Poor Fertiliser Practise Causes Stressed Plants
Plants, like people, need a healthy balanced diet and an adequate supply of all essential major, minor and micronutrients to optimise performance. Many pests and disease conditions are caused by poor quality fertilisers that might be cheap but do not satisfy the full requirements of the plant, or leach out very easily with watering or rain, and the nutrients are only available for plant uptake while they pass the root zone.
Therefore, very frequent applications of fertilisers are necessary to adequately feed the plant, or nutritional stress develops. Low nutrient levels or too rich and fast a supply can also bait in pests and cause disease.
Symptoms: Plants deficient in nutrients have soft growth, like drooping leaves and stems. Leaves that yellow or that show mottled spots, interveinal patterns or scorched tips with reduced or no blooms and fruit.
Excess or imbalanced fertilisers with high nitrogen levels result in fast and soft growth of leaves and stems that attract sucking pests such as aphids and white fly. Excess phosphate can lock-up and block uptake of micro-nutrients essential for plant functions by disturbing the soil chemistry resulting in slow growth.
Remedy: Select quality organic fertilisers that contain the full spectrum of plant nutrients best suited for the growth phase, like planting for healthy root and plant structural development, or green leafy growth or to encourage flowering and fruiting. Compost or manure on their own is seldom nutritious enough to ensure healthy and productive plants in our low-nutrient garden soils.
Soil Structure and Aeration
Soil structure has a major effect on a plants resistance to stress and disease, and its ability to grow with vigour.
Sandy Soil Structure: Water and nutrient retention is poor leading to plant stress.
Symptoms: Plants droop and wilt easily, their colour is sickly light green or yellow, their deficiency symptoms on leaves, inter-veinal patterns and spots. Powdery mildew and wilting disease. Pests include red spider mites, aphids, scales, mealybugs, Australian bugs, and ant activity.
Tight Clay Structure: Poor root development and penetration into soil.
Symptoms: Root rots cause collapse and death in plants. Crickets thrive in clay soils and release methane gas as they eat rotting roots and plant material. Oedema (lesions and cracked blisters on leaves often seen on Brassica family) and cracked fruits such as tomatoes with water-logging in soils where drainage is inadequate.
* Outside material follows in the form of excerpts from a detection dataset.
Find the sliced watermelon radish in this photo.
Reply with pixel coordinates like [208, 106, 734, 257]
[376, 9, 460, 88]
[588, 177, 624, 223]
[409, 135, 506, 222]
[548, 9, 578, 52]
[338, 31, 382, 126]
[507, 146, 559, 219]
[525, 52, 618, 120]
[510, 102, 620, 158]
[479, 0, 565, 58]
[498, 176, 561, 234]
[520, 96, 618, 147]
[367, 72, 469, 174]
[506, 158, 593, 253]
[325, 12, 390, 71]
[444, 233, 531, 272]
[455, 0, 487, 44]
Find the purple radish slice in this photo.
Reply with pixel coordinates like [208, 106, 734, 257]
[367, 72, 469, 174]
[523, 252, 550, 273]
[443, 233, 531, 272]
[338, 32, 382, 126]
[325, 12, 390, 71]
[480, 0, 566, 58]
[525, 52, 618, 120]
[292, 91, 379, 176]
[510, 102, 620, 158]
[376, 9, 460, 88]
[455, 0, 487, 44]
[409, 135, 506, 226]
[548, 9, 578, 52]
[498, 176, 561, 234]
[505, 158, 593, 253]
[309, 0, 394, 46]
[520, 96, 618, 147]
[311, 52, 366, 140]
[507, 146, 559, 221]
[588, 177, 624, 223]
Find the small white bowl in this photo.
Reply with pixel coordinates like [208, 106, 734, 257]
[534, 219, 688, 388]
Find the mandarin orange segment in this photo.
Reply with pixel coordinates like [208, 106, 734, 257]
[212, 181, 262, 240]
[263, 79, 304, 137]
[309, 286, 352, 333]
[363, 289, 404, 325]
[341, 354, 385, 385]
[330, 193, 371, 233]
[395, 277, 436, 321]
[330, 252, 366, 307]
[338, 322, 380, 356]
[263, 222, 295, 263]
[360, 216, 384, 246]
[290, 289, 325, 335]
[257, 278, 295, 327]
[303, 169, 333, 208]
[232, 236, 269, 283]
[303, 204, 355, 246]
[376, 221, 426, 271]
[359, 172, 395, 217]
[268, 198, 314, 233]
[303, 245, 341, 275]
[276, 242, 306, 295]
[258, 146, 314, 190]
Remedy: Prepare soils well before planting by adding lots of compost, earthworm castings and water-retention soil conditioners to improve soil structure, friability, water-holding capacity and aeration to prevent disease and pest attack.
Adjust the pH and Soil Chemistry
Nothing grows well in soils that are excessively acidic or alkaline, even plants that have a natural preference for either, like Fynbos, Proteas and Blueberries that prefer slightly acidic soils and Mediterranean crops like olives, grapes and lavender that like limey or alkaline soil conditions.
Any extreme tends to lock-up nutrients, which results in deficiency diseases. When the pH is corrected the chemistry and nutrient uptake resumes, and the soil ecosystem is healthy and active.
Symptoms: Unproductive plants vulnerable to pest and disease. Excess weed pressure.
Remedy: Condition soils with good quality compost. To re-mediate acidic soils the regular addition of dolomitic lime will gradually change the pH. Adjust Alkaline soils by working in acidic compost or application of small quantities of elemental sulphur (also known as flowers of sulphur) at a time can be applied and leached into soil by watering.
Incorrect Plant Groupings and Positioning in the Landscape
Plants that are grouped together inappropriately will seldom be healthy and are therefore prone to stress, and so will be constantly threatened by pest and disease.
Remedy: Plan and research the ideal conditions of plants used in the landscape according to their light and water requirements.